Das zweite Drittel begann verheissungsvoll, der zweite Treffer der Jonschwilerinnen fiel kurz nach dem Wiederanpfiff. Doch die Gegnerinnen liessen sich durch diesen Gegentreffer nicht beunruhigen, souverän zogen sie ihr effizientes Spiel durch und konnten sechs weitere Treffer erzielen. Die Vipers trafen zwar auch, aber mehrmals nur das Gestänge. Im Mitteldrittel liess vor allem die Chancenauswertung zu wünschen übrig. Die Defensivleistung war zwar solider, aber die wenigen Patzer wurden vom Gegner schonungslos ausgenutzt.
Das Spiel war zwar entschieden nach vierzig Minuten, doch die Jonschwilerinnen waren sich einig, so darf diese tolle Saison nicht enden. Mit einer tollen Moral- und Teamleistung eröffneten die Vipers auch im dritten Spielabschnitt den Torreigen. Das letzte Drittel konnte einigermassen ausgeglichen gestaltet werden, doch das Schlussresultat von 19:6 spricht klar für die Flames, welche nie einen Zweifel aufkommen liessen und verdientermassen den Pokal verteidigen konnten. Die erfahrenen Favoritinnen vom Zürichsee zeigten unseren Damen klar die Grenzen auf. Die Vipers gaben trotz der klaren Verhältnisse nie auf und zeigten wiederum eine starke Kampf- und Moralleistung.

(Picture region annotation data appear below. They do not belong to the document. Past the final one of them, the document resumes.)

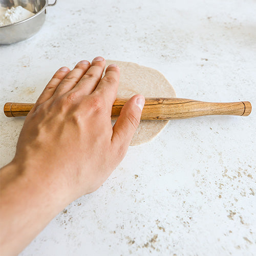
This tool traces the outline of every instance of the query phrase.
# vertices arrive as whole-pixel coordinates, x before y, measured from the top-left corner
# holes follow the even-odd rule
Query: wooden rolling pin
[[[112,118],[117,119],[129,99],[117,99],[112,107]],[[4,111],[6,116],[25,116],[33,103],[7,102]],[[217,103],[206,102],[178,98],[147,98],[142,111],[142,120],[168,120],[190,118],[211,115],[248,116],[251,113],[249,101]]]

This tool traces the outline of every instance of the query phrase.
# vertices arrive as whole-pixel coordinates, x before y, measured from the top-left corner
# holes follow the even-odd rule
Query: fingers
[[[91,94],[100,81],[105,68],[105,60],[102,57],[96,57],[92,61],[91,67],[73,89],[84,95]]]
[[[70,71],[70,69],[67,67],[62,67],[54,74],[36,101],[34,108],[36,108],[52,96],[58,86]]]
[[[59,83],[54,93],[54,96],[62,95],[72,90],[89,69],[91,64],[88,60],[81,60]]]
[[[95,89],[94,94],[103,97],[112,108],[116,97],[119,82],[119,68],[115,64],[110,65],[106,69],[105,75]]]
[[[124,156],[136,130],[139,126],[145,103],[142,95],[132,97],[124,104],[113,127],[112,144],[121,157]]]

Besten Dank an alle mitgereisten Zuschauer, welche uns bis zum Schluss unterstützt haben.
Trotz dieser hohen Finalniederlage darf der diesjährige Ostschweizercup als Erfolg gewertet werden, denn die drei Cuperfolge gegen Neckertal, Toggenburg und Steckborn in der jeweils prall gefüllten, heimischen Degenauhalle waren eindrückliche Erlebnisse.
Grossartige Saison!
Die Saison 07/08 ist Geschichte, nun gilt es die schönen Momente (Gruppensieg, Cuperfolge) in Erinnerung zu behalten. 15 Siege in 17 Pflichtspielen (1 Unentschieden, 1 Niederlage) und 164 erzielte Tore sind ein beachtlicher Leistungsausweis für dieses junge Team (Alterdurchschnitt knapp 18 Jahre). Nebst diesen statistischen Daten, gilt es vor allem die sensationelle Trainingsmoral und den Teamzusammenhalt hervorzuheben.

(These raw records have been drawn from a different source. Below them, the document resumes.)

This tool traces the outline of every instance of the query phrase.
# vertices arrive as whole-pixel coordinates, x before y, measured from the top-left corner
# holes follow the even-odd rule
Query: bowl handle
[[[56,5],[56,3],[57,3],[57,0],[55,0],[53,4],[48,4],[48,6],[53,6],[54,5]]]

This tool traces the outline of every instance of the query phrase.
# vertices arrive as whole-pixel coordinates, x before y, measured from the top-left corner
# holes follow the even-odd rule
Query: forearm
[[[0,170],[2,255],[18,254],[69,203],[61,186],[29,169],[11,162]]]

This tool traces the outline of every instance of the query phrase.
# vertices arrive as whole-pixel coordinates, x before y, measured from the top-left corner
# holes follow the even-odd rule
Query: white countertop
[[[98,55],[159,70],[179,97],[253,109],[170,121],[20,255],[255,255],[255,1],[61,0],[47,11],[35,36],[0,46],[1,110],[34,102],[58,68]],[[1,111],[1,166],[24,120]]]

Nebst den Erlebnissen in der Halle, waren auch das Trainingsweekend, Bowlingabend, Hallenbad, Eishockeymatch, die vielen gemeinsamen Essen und Matchbesuche eine tolle Sache.
Die Saison 07/08 der Vipers-Damen wird hoffentlich nicht nur mir in bester Erinnerung bleiben, merci an das ganze Team inkl. Fränzi (Kanada) und Eliane (Indien).
Ein besonderer Dank geht an meine beiden Assistenztrainerinnen Marianne und Marina, eure Unterstützung war super.